Duggan cut his teeth in politics as a top lieutenant in former Wayne County Executive Ed McNamara’s administration, but he talks more about his tenure at the DMC.
Duggan says his record qualifies him as a turnaround specialist, and he says that’s exactly what Detroit needs right now.
“This is the advantage of having a candidate for mayor who has lived through turnarounds and near bankruptcy before,” Duggan said at the final mayoral debate last week. “Just as I did at DMC, I’d love to pull this community together, and bring this city back.”
That comment provoked a sharp retort from his opponent, Wayne County Sheriff Benny Napoleon.
“The turnaround at the DMC is a fallacy,” Napoleon insisted.
After finishing a distant second to Duggan in the primary, Napoleon has run a pretty anemic campaign.
But he’s ratcheted up the attacks on Duggan’s record in the last week of the campaign.
Napoleon hasn’t had nearly the type of fundraising success that Duggan put together. But he’s used Duggan’s strong ties to the corporate community against him, and also pounced on Duggan’s ties to the state officials who appointed Detroit’s emergency manager, Kevyn Orr.
“It is very clear that there was a conspiracy. There was never, ever any intention of doing anything other than sending Kevyn Orr in,” Napoleon said. “And quite frankly my opponent was a big part of that.”
That theme of a state conspiracy to take Detroit into bankruptcy resonates with many Napoleon supporters. Some of them packed an east side Detroit church for a pre-election rally recently. They heard about one theme over and over, that Napoleon will fight off those from the outside who have seized control of Detroit. One speaker even mentioned the “evil spirits from Lansing” who’ve “taken control of the land.”
Incredible as that may sound, Napoleon supporter Cle Sims thinks it’s about right.
“I’m here to support Benny Napoleon. I’m NOT here to support Rick Snyder,” Sims said. “Which I believe that what’s the guy’s name…Duggan?...is Rick Snyder’s appointed appointee.”
Just to be clear, Duggan is on record opposing emergency manager Kevyn Orr and the bankruptcy.
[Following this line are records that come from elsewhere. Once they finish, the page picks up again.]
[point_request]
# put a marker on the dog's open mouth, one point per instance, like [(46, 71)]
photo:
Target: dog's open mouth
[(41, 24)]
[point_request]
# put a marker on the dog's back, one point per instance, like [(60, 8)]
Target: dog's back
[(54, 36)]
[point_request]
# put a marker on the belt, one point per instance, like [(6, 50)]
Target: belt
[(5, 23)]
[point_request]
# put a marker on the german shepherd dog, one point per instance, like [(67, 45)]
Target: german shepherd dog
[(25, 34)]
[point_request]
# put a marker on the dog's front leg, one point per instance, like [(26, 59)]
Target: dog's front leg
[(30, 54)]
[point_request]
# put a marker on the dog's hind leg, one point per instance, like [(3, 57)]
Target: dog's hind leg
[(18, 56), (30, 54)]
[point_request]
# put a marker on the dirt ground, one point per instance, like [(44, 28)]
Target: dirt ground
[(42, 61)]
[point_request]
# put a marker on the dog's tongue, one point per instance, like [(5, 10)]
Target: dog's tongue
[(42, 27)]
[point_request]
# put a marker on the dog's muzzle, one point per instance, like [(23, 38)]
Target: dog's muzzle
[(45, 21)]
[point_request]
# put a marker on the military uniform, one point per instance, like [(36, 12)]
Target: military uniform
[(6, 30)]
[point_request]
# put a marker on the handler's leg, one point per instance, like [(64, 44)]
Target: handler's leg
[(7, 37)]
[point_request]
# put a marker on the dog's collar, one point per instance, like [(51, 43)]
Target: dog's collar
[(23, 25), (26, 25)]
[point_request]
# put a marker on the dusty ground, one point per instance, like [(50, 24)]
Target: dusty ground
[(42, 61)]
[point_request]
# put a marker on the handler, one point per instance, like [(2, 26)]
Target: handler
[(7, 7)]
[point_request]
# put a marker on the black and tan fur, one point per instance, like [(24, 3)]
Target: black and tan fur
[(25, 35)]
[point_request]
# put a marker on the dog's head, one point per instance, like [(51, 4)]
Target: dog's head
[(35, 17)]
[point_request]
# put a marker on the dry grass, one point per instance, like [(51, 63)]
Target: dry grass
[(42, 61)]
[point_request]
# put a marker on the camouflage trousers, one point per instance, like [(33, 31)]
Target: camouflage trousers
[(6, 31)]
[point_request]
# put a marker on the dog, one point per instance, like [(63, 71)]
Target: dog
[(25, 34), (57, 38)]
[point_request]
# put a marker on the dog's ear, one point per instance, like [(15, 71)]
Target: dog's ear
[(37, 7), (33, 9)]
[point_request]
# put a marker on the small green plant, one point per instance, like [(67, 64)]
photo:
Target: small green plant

But much more than Napoleon, Duggan says he’ll insert himself into that process as mayor. He says he might even be able to convince Governor Snyder to send Orr packing.
“I don’t know whether we can get Kevyn Orr out before September. But I’m going to work every day, in a positive, constructive way, to shorten that stay,” Duggan said.
And that highlights a certain irony to this mayor’s race.
Whoever gets elected will be virtually powerless to start. But he’ll end up guiding the city through one of the most critical periods in its history.